Question

Identify the product Z in the following reaction
\[{C_6}{H_5}N{H_2} \overset{(Ac)_{2}O}{\rightarrow} X \overset{Br_{2}/CCl_{4}}{\rightarrow} Y \overset{HOH}{\rightarrow} Z\]
A. p-Bromoaniline
B. p-Bromoacetophenone
C. o-Bromoacetophenone
D. o-Bromoacetonilide

Answer 1

Hint: The reaction takes place in three steps. In the first step acetylation takes place, in the second step bromination takes place in presence of carbon tetrachloride and in the third step hydrolysis takes place to form the final product Z.

Complete Step by Step Solution:
In the first step, aniline reacts with acetic anhydride to form an acetylated compound known as N-phenylacetamide. Acetylation is a reaction where an acetyl group is introduced to the reactant. In the first step, the amine is getting converted to an amide.

In the second step, N-phenylacetamide reacts with bromine in presence of carbon tetrachloride to form N-(4-bromophenyl)acetamide. The reaction is known as a bromination reaction where bromine is added to the para position of the reactant.

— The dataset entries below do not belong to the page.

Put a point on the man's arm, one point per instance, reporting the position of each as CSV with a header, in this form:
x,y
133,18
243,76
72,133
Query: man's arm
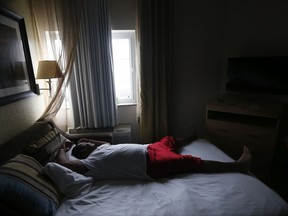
x,y
96,142
74,165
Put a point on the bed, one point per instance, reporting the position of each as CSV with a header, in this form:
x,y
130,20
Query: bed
x,y
185,195
31,183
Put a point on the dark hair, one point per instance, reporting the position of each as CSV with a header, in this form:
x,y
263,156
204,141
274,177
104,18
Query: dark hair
x,y
76,152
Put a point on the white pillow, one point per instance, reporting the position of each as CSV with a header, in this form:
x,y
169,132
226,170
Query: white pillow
x,y
70,183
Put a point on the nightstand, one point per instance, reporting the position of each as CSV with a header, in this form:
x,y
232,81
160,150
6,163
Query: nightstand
x,y
232,125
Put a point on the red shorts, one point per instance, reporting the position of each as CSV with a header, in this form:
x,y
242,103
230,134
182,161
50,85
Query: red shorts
x,y
163,161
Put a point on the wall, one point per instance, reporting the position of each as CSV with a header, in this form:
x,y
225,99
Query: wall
x,y
198,49
205,34
20,115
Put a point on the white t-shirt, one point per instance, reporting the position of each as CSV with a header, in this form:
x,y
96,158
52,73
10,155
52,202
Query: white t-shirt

In the third step, N-(4-bromophenyl)acetamide undergoes hydrolysis to form 4-bromobenzenamine or P-Bromoaniline. Hydrolysis is a reaction where one of the reactants. Here, the amide group is again converted to an amine group.

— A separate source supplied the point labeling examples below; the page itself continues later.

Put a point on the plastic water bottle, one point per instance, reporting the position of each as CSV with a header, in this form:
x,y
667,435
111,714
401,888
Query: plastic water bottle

Image: Formation of P-Bromoaniline
Thus, X is N-phenylacetanamide, Y is N-(4-bromophenyl)acetamide, Z is p-bromoaniline.
Therefore the correct option is A.

Note: It should be noted that aniline is an o- and p- directing group. The lone pair of electrons present in the amine group is delocalised by the resonance with the benzene ring forming a negative charge at the ortho and para position in the resonating structure. Ortho and para directing groups are generally electrons donor whereas the meta directing groups are electron acceptors.